July 22 marked the feast day of St. Mary Magdalene. Although her birth and death dates are unknown, through scripture we are able to know she was present throughout Jesus’ ministry. She is often referenced throughout the gospels, traveling with Christ and the apostles. Mary Magdalene was undoubtedly a great sinner when she met Jesus. Upon meeting her, Christ cast out her demons and from then on she was a faithful disciple of Jesus. She is sometimes referred to as “the Apostle to the Apostles.” Mary was present at the crucifixion and was the first person to encounter Jesus after His resurrection.
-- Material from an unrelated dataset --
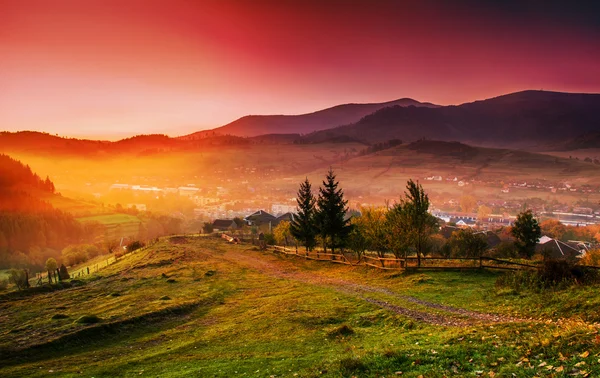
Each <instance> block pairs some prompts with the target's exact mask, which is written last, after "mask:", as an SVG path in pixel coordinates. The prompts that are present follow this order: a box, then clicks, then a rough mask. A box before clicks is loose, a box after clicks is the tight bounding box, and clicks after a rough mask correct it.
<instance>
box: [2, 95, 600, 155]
mask: <svg viewBox="0 0 600 378" xmlns="http://www.w3.org/2000/svg"><path fill="white" fill-rule="evenodd" d="M390 139H401V140H402V141H404V142H412V141H415V140H420V139H430V140H441V141H459V142H463V143H468V144H471V145H480V146H489V147H502V148H513V149H514V148H518V149H528V150H537V151H552V150H554V151H558V150H576V149H582V148H594V147H597V146H599V145H600V144H599V143H600V94H579V93H560V92H547V91H523V92H517V93H512V94H507V95H503V96H499V97H495V98H491V99H487V100H482V101H476V102H472V103H466V104H462V105H456V106H454V105H453V106H439V105H434V104H430V103H421V102H418V101H415V100H412V99H406V98H405V99H400V100H395V101H390V102H385V103H378V104H345V105H339V106H335V107H332V108H329V109H324V110H320V111H317V112H314V113H309V114H303V115H253V116H246V117H242V118H240V119H238V120H236V121H234V122H232V123H230V124H227V125H225V126H222V127H219V128H216V129H212V130H203V131H199V132H196V133H193V134H190V135H186V136H182V137H178V138H169V137H167V136H165V135H140V136H135V137H132V138H128V139H123V140H120V141H117V142H107V141H90V140H81V139H73V138H60V137H57V136H53V135H50V134H45V133H37V132H18V133H9V132H1V133H0V151H2V150H5V151H23V152H25V151H31V152H33V151H44V152H48V153H52V152H63V153H72V154H78V155H81V154H97V153H152V152H153V151H170V150H182V149H185V150H194V149H202V148H208V147H210V146H215V145H217V146H221V145H243V144H290V143H297V144H310V143H325V142H330V143H347V142H359V143H362V144H373V143H379V142H383V141H387V140H390Z"/></svg>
One message that can be taken from the life of Mary Magdalene is that no one is too great of a sinner to be saved. We are capable of letting the Lord reshape our lives and center our present and future around Him.
Mary Magdalene is the patron saint of contemplative life, penitent sinners, perfume makers, hairstylists, sexual temptation, and converts.
Tomorrow the church celebrates the feast day of a young girl who was martyred for her faith and modeled God’s forgiveness, St. Maria Goretti. Maria was born to a poor farming family in Italy in 1890. When she was eleven years old, Maria’s neighbor Alessandro Serenelli attempted to sexually abuse her. When she tried to resist him and tell him it was a sin, Alessandro stabbed her 14 times. While on her death bead, Maria forgave Alessandro and expressed hopes of seeing him again in heaven. Alessandro Serenelli was sentenced to 30 years in prison and had no remorse for killing her until she appeared to him in a dream. When he awoke, he repented and began to turn his life to God. When he was released from prison, he went and begged Maria’s mother for forgiveness. She responded “If my daughter can forgive him, who am I to withhold forgiveness?” In 1950, Pope Pius XII canonized St. Maria Goretti with her mother and Alessandro in attendance. St. Maria Goretti’s devout love for God and mercy towards Alessandro reminds us how God calls us to love and forgive others as He has done for us.
Today we celebrate a man who had a heart for the Lord and the poor at a very young age, Blessed Pier Giorgio Frassati. Giorgio was born in Turin, Italy in 1901. He was born in a rich family, but instead of letting this benefit him, Giorgio used his family's money to aid the poor and needy around him. For his graduation, Pier turned down a car from his parents and instead accepted a lump sum of money so that he might spend it on helping the poor. Pier Giorgio Frassati is known for his mountaineering ways, and the way he lived an active lifestyle. He is the patron saint of both young Catholics and mountaineers. In July 1925, Pier began noticing sharp back pains while on a trip with his friends. Upon returning home, his grandmother promptly passed away, and in his humility Frassati did not mention his own pain, as his family was already mourning. However, it turns out Pier Giorgio had polio, and his fatigue from travels had only made it worse. His condition quickly deteriorated, and on July 4, 1925, Pier Giorgio Frassati died. The poor of Turin who were affected by Frassatis kind deeds fought for his beautification, and in May 1990 St John Paul II beautified Pier Giorgio.
Yesterday, June 6th, we celebrated the feast day of Saint Norbert. Saint Norbert was born in 1080 in Germany. He spent his early life indulging in worldly pleasures. One day, as he was riding a horse during a thunderstorm, lightning struck and he was thrown to the ground and went unconscious for almost an hour. When he woke up, he asked, "Lord, what do you want me to do?", and he heard, "Turn from evil and do good. Seek peace and pursue it." At this moment, he knew he had to turn towards the Lord and converted. He was ordained a priest in 1115. After becoming a priest, he formed a community in the city of Loan and started an order called Premonstratensians, or Norbertines. He was later nominated to be the Archbishop of Madgeburg. He died in 1134 and was canonized by Pope Gregory XIII in 1582.